Nevertheless, what the diagram does not reveal is a pulsation from a central core of being, where Unity has an almost totally dominant power, to a circumferential state of maximum Multiplicity. The Movement of Wholeness is therefore at some times centripetal, sometimes centrifugal. The pulsation from center to circumference and back to center is like the heartbeat of being or Wholeness. This pulsation, however, is far more difficult to illustrate in a diagram, because the moments of equilibrium at which the two forces are of equal strength would be "located" halfway between the core and the circumference. The advantage of a diagram that would picture such a pulsation is that it would picture the resemblance between the process and a mandala, which by definition requires something at its center. In another sense, the process would be likened to the spring of a watch; as the spring rhythmically contracts and expands, so does "being" or rather "beingness." These contractions and expansions operate at various levels, at which they may seem to be either immensely slow or extraordinarily rapid. The modern mind refers to them, in terms of the objective measurement of their speed, as vibrations Being is vibratory motion. But we should be able to think of subjective motion, which our senses and instruments cannot measure, as well as objective motion — that is, of vibration carried by a material medium or an exchange of particles in which activity can be measured at least indirectly.
The Day period begins at the symbolic Sunrise, the Night at Sunset. Sunrise occurs when the principles of Unity and Multiplicity are of equal strength, with the principle of Multiplicity in dynamic ascent and the principle of Unity in retreat. During the Day all modes of consciousness are predominantly influenced by an objective approach to reality; during the Night, by a subjective approach.
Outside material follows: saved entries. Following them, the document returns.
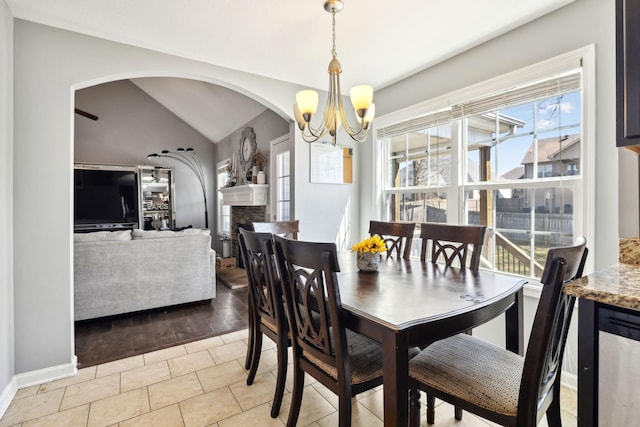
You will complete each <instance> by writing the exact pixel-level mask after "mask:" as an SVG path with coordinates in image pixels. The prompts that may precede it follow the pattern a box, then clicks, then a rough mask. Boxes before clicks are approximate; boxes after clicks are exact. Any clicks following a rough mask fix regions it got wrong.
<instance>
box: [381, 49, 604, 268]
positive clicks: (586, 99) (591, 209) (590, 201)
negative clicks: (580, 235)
mask: <svg viewBox="0 0 640 427" xmlns="http://www.w3.org/2000/svg"><path fill="white" fill-rule="evenodd" d="M580 59H582V96H581V100H582V109H581V111H582V138H583V139H584V143H583V144H580V145H581V150H582V153H581V156H582V166H583V174H582V180H583V190H582V192H581V193H582V194H581V195H578V200H576V203H575V205H576V206H581V207H582V222H580V220H576V222H575V223H574V227H575V230H577V233H579V234H582V235H584V236H585V237H586V239H587V242H593V239H594V238H595V198H594V194H595V175H596V171H595V152H596V143H597V141H596V124H595V121H596V106H595V104H596V103H595V97H596V85H595V82H596V75H595V72H596V71H595V70H596V65H595V45H593V44H592V45H588V46H585V47H582V48H579V49H575V50H573V51H571V52H567V53H565V54H562V55H559V56H556V57H554V58H550V59H548V60H545V61H542V62H538V63H536V64H534V65H531V66H527V67H524V68H521V69H518V70H516V71H512V72H509V73H506V74H503V75H501V76H497V77H495V78H492V79H489V80H486V81H484V82H481V83H477V84H474V85H471V86H468V87H466V88H463V89H460V90H456V91H454V92H451V93H447V94H444V95H441V96H438V97H436V98H433V99H430V100H426V101H424V102H421V103H418V104H415V105H412V106H409V107H406V108H403V109H400V110H397V111H394V112H391V113H388V114H385V115H383V116H380V117H378V118H377V119H376V120H375V121H374V130H373V135H374V137H373V140H374V141H376V142H377V138H376V137H375V135H376V133H377V129H378V128H382V127H386V126H390V125H393V124H395V123H399V122H402V121H405V120H409V119H411V118H413V117H419V116H423V115H425V114H430V113H434V112H436V111H439V110H445V109H447V108H451V106H453V105H457V104H460V103H462V102H465V101H468V100H470V99H474V98H477V97H480V96H483V95H486V94H490V93H494V92H497V91H500V90H504V89H505V88H508V87H512V86H519V85H522V84H526V83H529V82H531V81H532V80H536V79H542V78H546V77H548V76H549V75H552V74H554V73H560V72H563V71H565V70H567V69H568V68H570V67H572V66H575V64H576V61H579V60H580ZM381 150H382V144H376V145H375V151H374V153H373V155H374V159H375V160H374V164H375V165H376V166H377V170H378V171H384V166H383V165H384V164H385V159H384V156H383V155H382V152H381ZM452 154H453V153H452ZM460 155H461V154H460V153H458V157H459V156H460ZM376 175H377V176H378V179H376V180H375V188H373V194H374V201H375V202H376V204H375V205H374V206H378V208H377V209H378V212H377V215H378V217H380V216H381V215H382V202H383V198H384V196H383V192H382V190H383V180H384V179H385V178H384V177H385V176H386V175H384V173H383V172H381V173H378V174H376V173H375V172H374V176H376ZM498 185H500V186H504V185H505V182H500V183H499V184H498ZM467 187H469V186H467ZM580 199H581V200H580ZM459 202H460V201H459ZM580 230H581V232H580ZM595 252H596V248H595V246H593V245H591V255H592V256H589V257H587V264H586V266H585V273H586V272H590V271H593V266H594V261H593V260H594V258H595V257H596V254H595Z"/></svg>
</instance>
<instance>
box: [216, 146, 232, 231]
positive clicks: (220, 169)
mask: <svg viewBox="0 0 640 427" xmlns="http://www.w3.org/2000/svg"><path fill="white" fill-rule="evenodd" d="M230 164H231V159H226V160H223V161H221V162H218V163H217V165H216V169H217V175H218V189H220V188H224V187H226V185H227V181H228V180H229V176H230V175H229V173H228V170H229V165H230ZM218 234H226V235H227V236H229V235H231V206H225V205H223V204H222V197H218Z"/></svg>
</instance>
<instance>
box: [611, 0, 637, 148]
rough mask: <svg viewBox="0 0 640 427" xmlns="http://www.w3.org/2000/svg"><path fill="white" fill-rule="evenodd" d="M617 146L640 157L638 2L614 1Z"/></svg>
mask: <svg viewBox="0 0 640 427" xmlns="http://www.w3.org/2000/svg"><path fill="white" fill-rule="evenodd" d="M616 122H617V123H616V145H617V146H618V147H628V148H630V149H632V150H633V151H636V152H639V153H640V0H616Z"/></svg>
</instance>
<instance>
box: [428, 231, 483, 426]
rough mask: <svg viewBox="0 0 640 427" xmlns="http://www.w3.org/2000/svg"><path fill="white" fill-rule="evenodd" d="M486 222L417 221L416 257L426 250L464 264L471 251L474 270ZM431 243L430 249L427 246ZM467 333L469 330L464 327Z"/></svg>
mask: <svg viewBox="0 0 640 427" xmlns="http://www.w3.org/2000/svg"><path fill="white" fill-rule="evenodd" d="M486 231H487V226H486V225H451V224H442V223H436V222H425V223H422V224H420V239H421V240H422V247H421V250H420V260H422V261H425V260H426V258H427V253H429V254H430V259H431V262H432V263H437V262H438V261H444V263H445V265H447V266H449V267H451V266H452V265H456V264H457V266H459V267H460V268H467V257H468V253H469V252H470V251H471V257H470V259H469V263H468V268H469V269H470V270H471V271H478V269H479V268H480V255H481V253H482V246H483V245H484V235H485V233H486ZM429 246H431V250H430V251H429V250H428V247H429ZM465 333H467V334H469V335H471V334H472V330H468V331H465ZM427 406H428V407H434V406H435V397H434V396H432V395H430V394H427ZM455 418H456V419H461V418H462V409H460V408H459V407H457V406H456V407H455Z"/></svg>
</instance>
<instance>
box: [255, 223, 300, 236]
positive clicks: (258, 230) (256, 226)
mask: <svg viewBox="0 0 640 427" xmlns="http://www.w3.org/2000/svg"><path fill="white" fill-rule="evenodd" d="M298 223H299V221H298V220H297V219H296V220H292V221H273V222H252V223H251V225H252V227H253V231H257V232H260V233H271V234H277V235H278V236H285V237H288V238H290V239H296V240H298V231H299V230H298Z"/></svg>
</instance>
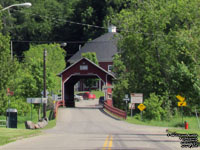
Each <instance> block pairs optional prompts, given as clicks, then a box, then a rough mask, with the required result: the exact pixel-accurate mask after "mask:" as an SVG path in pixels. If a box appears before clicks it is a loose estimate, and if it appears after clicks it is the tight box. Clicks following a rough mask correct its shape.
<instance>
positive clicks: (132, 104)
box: [129, 103, 135, 117]
mask: <svg viewBox="0 0 200 150" xmlns="http://www.w3.org/2000/svg"><path fill="white" fill-rule="evenodd" d="M129 109H130V110H131V117H133V109H135V104H134V103H130V104H129Z"/></svg>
At the symbolic Noon of the cycle (Midday), the principle of Multiplicity reaches the maximum power possible for it to attain in the particular cycle under consideration. At Sunset the principles of Unity and Multiplicity are of equal strength, with the trend toward oneness in ascendance and the trend toward Multiplicity in retreat. At Midnight, the principle of Unity reaches the maximum of its possible strength — overpowering yet not absolute. Then the principle of Multiplicity begins once more to exert a dynamic influence, until at Sunrise its waxing strength balances that of the waning trend toward Unity.